With his contract set to expire in June, the Portuguese manager is likely to be on the way out after a disappointing second season in which he missed out on european football, guaranteed to finish below sixth place as Serie A enters its final matchday this Sunday.

This leaves the door open to his arrival at FC Porto, the only one of the Três Grandes he didn’t suit up for as a player.

Of the names consistently mentioned, his is the best balance of realistic and quality. If I were a betting man, I’d place my money on Sousa standing on the touchline of the Dragão come September.


Luis Castro_manchete.jpg

A late edition to the list, Castro’s name emerges after he left his post at Rio Ave through mutual consent two days after Espirito Santo suffered the same fate in Porto.

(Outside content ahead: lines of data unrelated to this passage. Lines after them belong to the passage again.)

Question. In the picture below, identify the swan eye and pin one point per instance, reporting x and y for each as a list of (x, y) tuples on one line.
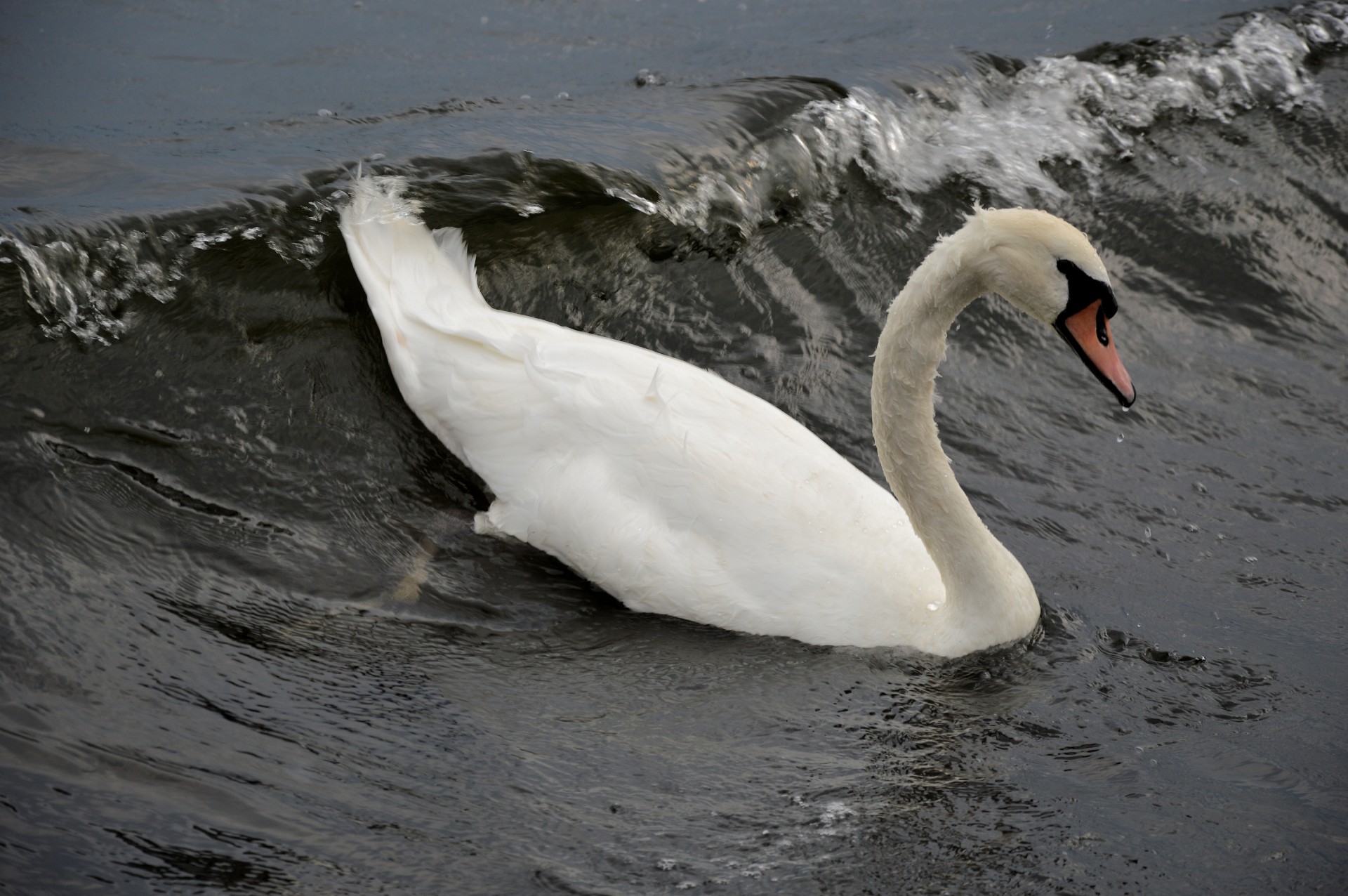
[(1084, 290)]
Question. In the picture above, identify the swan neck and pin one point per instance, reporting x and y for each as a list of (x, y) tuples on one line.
[(987, 592)]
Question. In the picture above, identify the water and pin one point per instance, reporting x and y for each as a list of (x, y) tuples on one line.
[(253, 645)]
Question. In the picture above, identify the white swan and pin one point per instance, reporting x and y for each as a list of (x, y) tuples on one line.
[(684, 495)]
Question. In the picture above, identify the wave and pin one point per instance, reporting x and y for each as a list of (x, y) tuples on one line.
[(1007, 130)]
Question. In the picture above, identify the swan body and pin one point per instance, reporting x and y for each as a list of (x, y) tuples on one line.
[(681, 494)]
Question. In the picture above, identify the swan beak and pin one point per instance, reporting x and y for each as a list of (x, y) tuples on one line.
[(1088, 333)]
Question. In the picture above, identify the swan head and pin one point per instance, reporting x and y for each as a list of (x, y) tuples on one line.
[(1050, 271)]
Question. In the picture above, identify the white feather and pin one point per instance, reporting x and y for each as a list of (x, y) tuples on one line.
[(659, 481)]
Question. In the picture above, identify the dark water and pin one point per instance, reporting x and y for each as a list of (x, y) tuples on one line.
[(250, 643)]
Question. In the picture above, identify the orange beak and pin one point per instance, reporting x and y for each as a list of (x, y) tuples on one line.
[(1088, 333)]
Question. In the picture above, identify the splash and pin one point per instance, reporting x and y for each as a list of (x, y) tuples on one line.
[(1005, 131)]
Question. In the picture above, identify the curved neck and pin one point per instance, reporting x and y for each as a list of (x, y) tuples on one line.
[(989, 597)]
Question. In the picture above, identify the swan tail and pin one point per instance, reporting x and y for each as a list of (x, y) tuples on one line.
[(407, 271)]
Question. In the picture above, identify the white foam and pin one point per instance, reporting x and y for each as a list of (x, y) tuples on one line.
[(999, 131)]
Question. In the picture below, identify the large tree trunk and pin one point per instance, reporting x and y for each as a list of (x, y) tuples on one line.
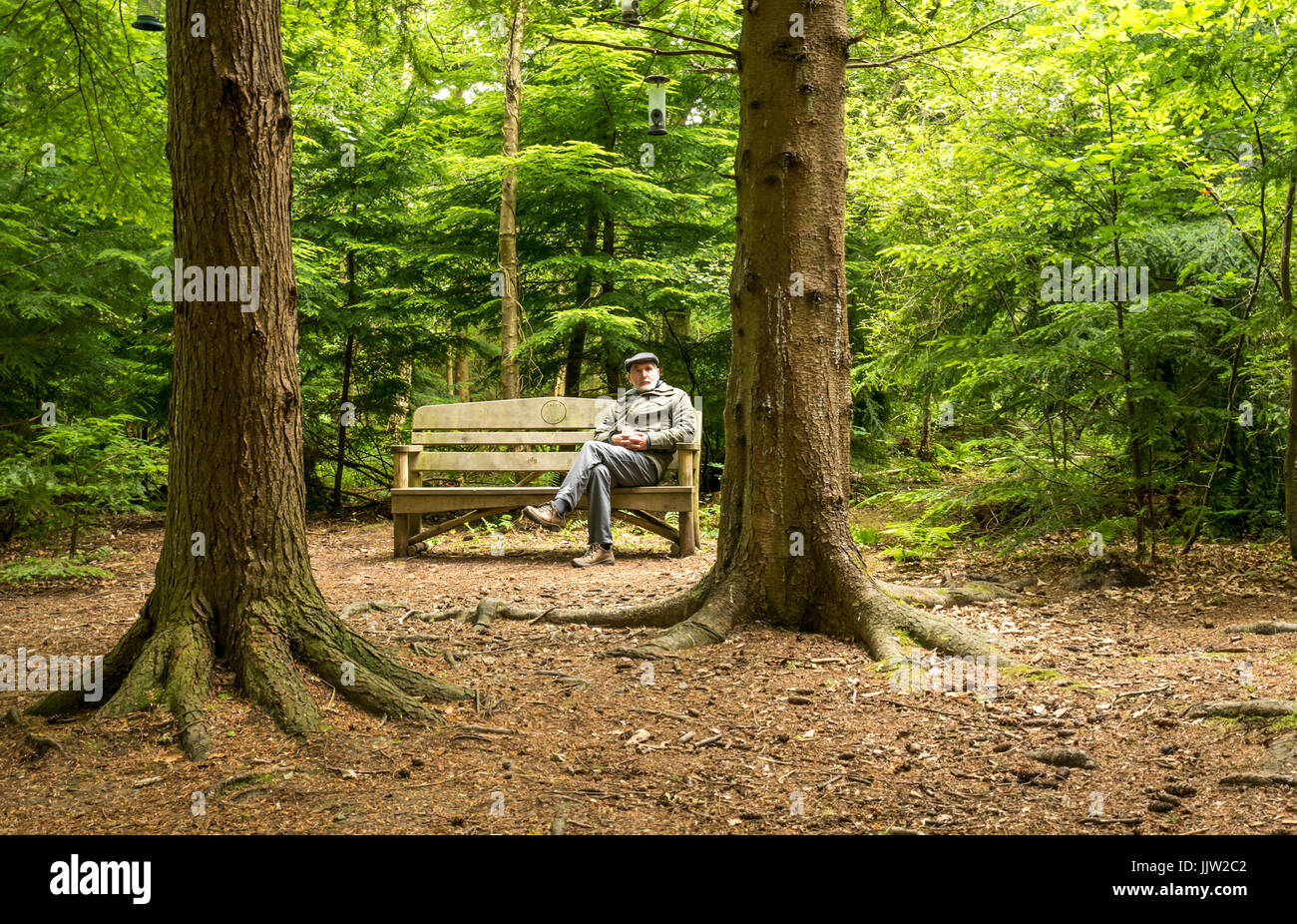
[(236, 483), (785, 552), (510, 309)]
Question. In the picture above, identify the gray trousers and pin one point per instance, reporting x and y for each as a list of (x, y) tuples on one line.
[(601, 467)]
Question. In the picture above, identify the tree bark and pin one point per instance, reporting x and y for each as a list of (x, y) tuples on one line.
[(236, 480), (510, 307)]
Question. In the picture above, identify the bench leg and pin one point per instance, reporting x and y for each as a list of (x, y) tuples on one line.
[(686, 532), (400, 535)]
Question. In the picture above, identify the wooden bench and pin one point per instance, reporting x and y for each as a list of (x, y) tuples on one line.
[(504, 436)]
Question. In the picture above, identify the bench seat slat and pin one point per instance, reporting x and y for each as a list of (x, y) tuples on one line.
[(502, 437), (501, 461), (661, 499)]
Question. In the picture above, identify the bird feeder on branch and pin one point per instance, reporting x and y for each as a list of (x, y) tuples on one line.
[(656, 104), (148, 17)]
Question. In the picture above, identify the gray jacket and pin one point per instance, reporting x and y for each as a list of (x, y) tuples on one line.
[(662, 413)]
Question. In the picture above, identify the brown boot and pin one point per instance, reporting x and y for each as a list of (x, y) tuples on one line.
[(546, 515), (596, 554)]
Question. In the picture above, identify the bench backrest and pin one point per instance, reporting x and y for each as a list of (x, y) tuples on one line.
[(455, 435)]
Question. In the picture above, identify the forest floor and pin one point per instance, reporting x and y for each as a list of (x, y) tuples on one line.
[(766, 732)]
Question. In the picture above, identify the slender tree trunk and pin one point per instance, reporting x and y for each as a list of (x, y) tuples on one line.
[(346, 382), (1285, 284), (234, 578), (341, 426), (462, 370), (584, 289), (510, 307), (613, 370)]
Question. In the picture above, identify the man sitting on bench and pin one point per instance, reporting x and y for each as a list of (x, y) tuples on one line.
[(635, 441)]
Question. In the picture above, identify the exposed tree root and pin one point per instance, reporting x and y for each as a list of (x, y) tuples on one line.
[(653, 614), (705, 613), (1263, 629), (1275, 769), (169, 656), (1241, 708), (725, 605), (963, 595)]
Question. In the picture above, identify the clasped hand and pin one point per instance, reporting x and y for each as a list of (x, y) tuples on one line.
[(637, 440)]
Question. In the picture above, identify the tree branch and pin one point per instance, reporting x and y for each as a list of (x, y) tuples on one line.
[(861, 63), (664, 52)]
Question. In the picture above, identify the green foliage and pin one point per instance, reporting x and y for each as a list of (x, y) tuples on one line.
[(1146, 135), (74, 474), (30, 569)]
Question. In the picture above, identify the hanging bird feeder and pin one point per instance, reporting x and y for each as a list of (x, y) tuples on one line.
[(148, 17), (656, 104)]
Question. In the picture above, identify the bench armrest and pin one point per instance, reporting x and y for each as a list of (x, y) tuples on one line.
[(402, 453)]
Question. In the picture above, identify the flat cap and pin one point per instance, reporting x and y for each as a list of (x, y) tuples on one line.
[(643, 357)]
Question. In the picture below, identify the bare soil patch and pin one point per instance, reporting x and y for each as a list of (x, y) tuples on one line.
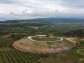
[(28, 45)]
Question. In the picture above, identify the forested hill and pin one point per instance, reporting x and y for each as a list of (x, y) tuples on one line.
[(60, 20)]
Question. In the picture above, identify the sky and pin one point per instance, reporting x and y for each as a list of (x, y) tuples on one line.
[(30, 9)]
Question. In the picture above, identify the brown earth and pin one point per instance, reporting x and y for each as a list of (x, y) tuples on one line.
[(27, 45)]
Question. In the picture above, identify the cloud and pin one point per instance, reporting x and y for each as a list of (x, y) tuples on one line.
[(41, 8)]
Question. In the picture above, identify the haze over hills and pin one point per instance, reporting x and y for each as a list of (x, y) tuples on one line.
[(52, 20)]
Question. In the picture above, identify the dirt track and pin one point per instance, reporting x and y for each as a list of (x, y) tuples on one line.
[(27, 45)]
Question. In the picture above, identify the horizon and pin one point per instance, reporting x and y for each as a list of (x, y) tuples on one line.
[(31, 9)]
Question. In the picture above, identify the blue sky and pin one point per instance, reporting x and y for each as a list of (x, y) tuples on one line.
[(28, 9)]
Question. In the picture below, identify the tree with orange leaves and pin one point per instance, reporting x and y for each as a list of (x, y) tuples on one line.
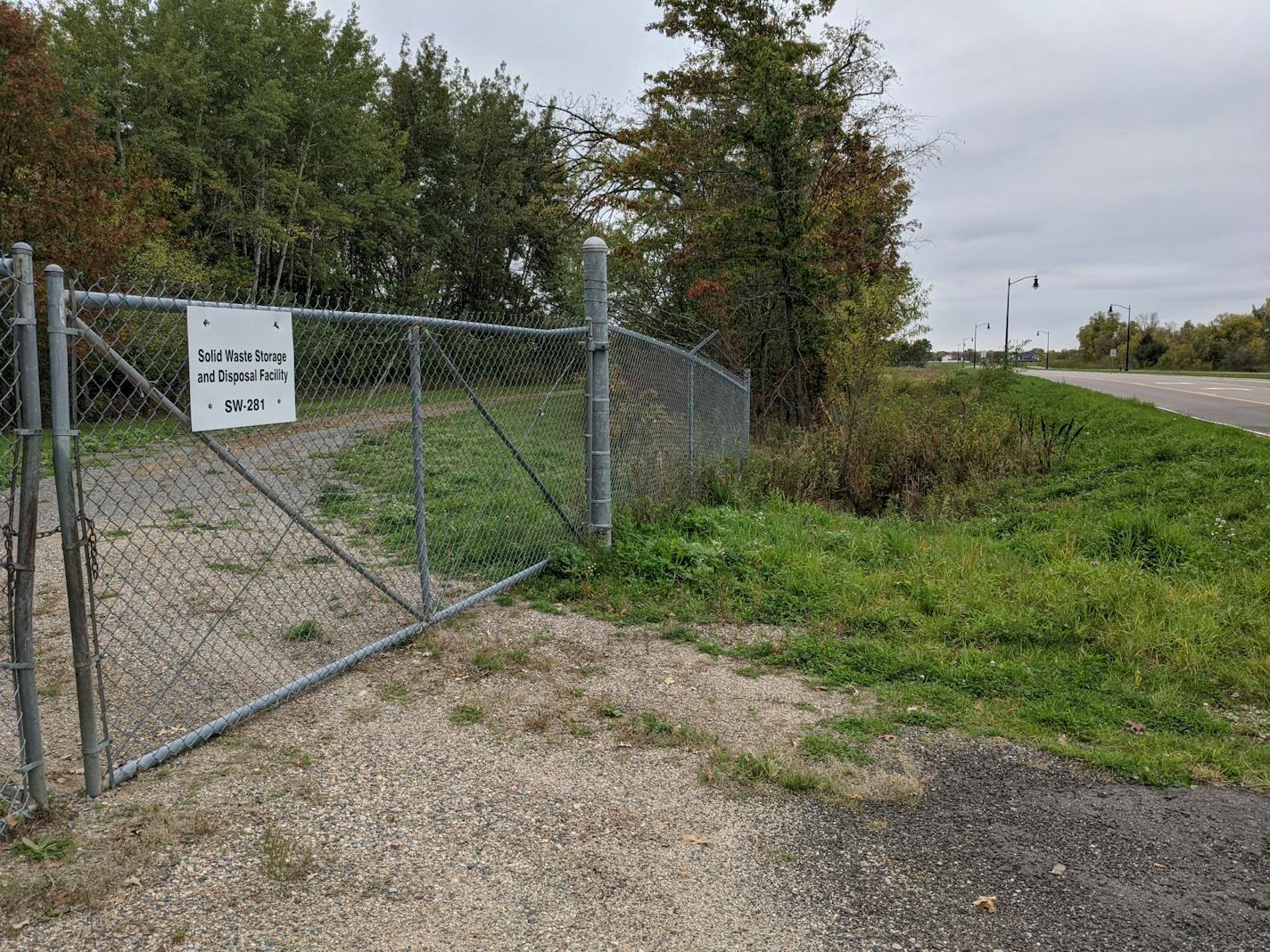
[(59, 188)]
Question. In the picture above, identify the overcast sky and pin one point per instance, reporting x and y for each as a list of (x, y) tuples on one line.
[(1119, 149)]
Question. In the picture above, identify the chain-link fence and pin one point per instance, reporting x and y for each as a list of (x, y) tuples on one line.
[(674, 413), (430, 464)]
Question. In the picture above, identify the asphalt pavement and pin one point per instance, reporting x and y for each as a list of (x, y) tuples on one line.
[(1236, 401)]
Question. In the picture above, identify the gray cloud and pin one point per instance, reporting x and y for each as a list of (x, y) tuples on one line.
[(1122, 150)]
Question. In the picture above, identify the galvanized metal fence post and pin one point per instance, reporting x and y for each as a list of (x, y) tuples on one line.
[(692, 405), (71, 526), (692, 422), (421, 530), (29, 509), (599, 497)]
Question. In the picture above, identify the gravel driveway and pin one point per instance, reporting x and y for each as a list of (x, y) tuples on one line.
[(491, 789)]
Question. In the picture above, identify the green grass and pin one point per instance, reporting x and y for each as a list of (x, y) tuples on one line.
[(308, 630), (1249, 374), (1128, 587), (45, 846)]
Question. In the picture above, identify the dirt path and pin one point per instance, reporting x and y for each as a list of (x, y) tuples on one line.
[(542, 782)]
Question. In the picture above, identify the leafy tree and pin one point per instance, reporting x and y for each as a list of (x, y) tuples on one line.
[(911, 353), (763, 182), (59, 188)]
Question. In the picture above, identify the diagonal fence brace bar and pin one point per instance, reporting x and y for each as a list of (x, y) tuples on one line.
[(227, 457), (300, 685), (507, 440)]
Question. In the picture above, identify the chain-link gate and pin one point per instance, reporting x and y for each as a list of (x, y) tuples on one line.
[(673, 414), (432, 464), (21, 760)]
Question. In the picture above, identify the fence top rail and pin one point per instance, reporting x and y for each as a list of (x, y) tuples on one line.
[(178, 305), (680, 352)]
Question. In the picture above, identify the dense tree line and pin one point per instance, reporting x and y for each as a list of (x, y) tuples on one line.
[(1230, 341), (761, 188)]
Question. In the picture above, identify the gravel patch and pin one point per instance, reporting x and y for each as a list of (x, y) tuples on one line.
[(370, 814)]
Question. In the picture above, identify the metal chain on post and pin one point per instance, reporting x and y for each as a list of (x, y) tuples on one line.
[(29, 506), (599, 503)]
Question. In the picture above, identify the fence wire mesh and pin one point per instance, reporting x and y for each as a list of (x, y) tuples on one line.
[(222, 570), (673, 415), (431, 464), (12, 748)]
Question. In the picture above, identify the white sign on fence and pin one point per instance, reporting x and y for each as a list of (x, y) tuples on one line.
[(242, 367)]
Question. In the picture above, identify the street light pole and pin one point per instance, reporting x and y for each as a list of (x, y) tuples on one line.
[(976, 357), (1047, 347), (1128, 330), (1010, 284)]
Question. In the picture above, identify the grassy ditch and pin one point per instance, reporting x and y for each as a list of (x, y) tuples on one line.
[(1114, 608)]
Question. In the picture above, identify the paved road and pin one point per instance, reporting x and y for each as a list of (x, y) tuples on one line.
[(1237, 401)]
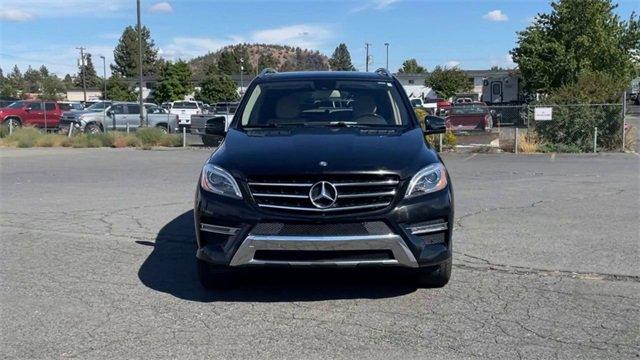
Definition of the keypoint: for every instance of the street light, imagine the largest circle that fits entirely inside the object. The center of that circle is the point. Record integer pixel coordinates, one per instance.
(241, 82)
(387, 46)
(104, 92)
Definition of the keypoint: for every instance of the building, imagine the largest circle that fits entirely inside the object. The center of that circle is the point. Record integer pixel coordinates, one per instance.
(414, 83)
(78, 94)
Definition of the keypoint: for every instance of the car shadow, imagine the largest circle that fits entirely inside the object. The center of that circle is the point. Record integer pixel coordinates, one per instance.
(171, 268)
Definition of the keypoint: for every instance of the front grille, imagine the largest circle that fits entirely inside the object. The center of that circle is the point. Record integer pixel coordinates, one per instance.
(328, 255)
(360, 192)
(338, 229)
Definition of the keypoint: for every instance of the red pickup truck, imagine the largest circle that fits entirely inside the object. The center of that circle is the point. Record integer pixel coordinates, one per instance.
(469, 116)
(41, 114)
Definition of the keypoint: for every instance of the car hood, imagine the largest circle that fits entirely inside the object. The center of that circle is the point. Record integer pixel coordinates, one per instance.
(344, 150)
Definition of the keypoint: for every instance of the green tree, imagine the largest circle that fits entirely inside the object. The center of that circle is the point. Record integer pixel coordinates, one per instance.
(119, 90)
(411, 66)
(341, 59)
(32, 80)
(44, 72)
(267, 61)
(448, 81)
(68, 81)
(217, 88)
(175, 82)
(125, 55)
(576, 36)
(52, 88)
(89, 71)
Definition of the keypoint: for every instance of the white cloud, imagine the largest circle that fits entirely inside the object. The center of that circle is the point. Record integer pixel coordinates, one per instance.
(495, 15)
(306, 36)
(69, 8)
(15, 15)
(163, 6)
(381, 4)
(375, 5)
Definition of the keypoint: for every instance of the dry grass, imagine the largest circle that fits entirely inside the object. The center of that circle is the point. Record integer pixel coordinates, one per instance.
(145, 138)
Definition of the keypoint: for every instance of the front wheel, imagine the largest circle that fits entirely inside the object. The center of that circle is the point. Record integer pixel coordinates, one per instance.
(434, 276)
(92, 129)
(215, 276)
(211, 141)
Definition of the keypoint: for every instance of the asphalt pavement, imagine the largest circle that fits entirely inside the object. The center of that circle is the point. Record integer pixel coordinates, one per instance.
(97, 261)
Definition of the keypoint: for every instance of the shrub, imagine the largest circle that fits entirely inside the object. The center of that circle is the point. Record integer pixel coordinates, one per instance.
(450, 139)
(24, 137)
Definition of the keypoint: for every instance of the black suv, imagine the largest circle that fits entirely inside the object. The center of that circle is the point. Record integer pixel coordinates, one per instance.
(324, 169)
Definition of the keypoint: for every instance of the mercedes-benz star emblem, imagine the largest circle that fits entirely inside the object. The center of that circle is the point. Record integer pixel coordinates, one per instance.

The connection was instant to the hottest open job in the country was instant — and it makes sense why.

Prior to managing the side from Vila do Conde, Castro spent 10 years managing in the youth ranks at Porto, leading the B side to a title in the Segunda Liga in 2015-16 and even serving as the main squad’s interim manager in 2014 after the club sacked manager Paulo Fonseca.

But it seems Castro’s destiny is back in his roots before reaching Porto — Trás-os-Montes.

It had been reported that Castro had been in discussions with Chaves, a club from his home region, for the final month of his time with Rio Ave. Daily Portuguese sports paper A Bola first reported the talks on May 1, three weeks before the final matchday. A week later, MaisFutebol reported talks were “going well,” as Castro’s contract with Rio Ave ticked closer to its expiration on June 30.

The Portuguese press continued to run stories backing the original story of Castro heading to Chaves, so barring a sudden change of heart, the former FC Porto caretaker won’t be coming back to become its full-time manager.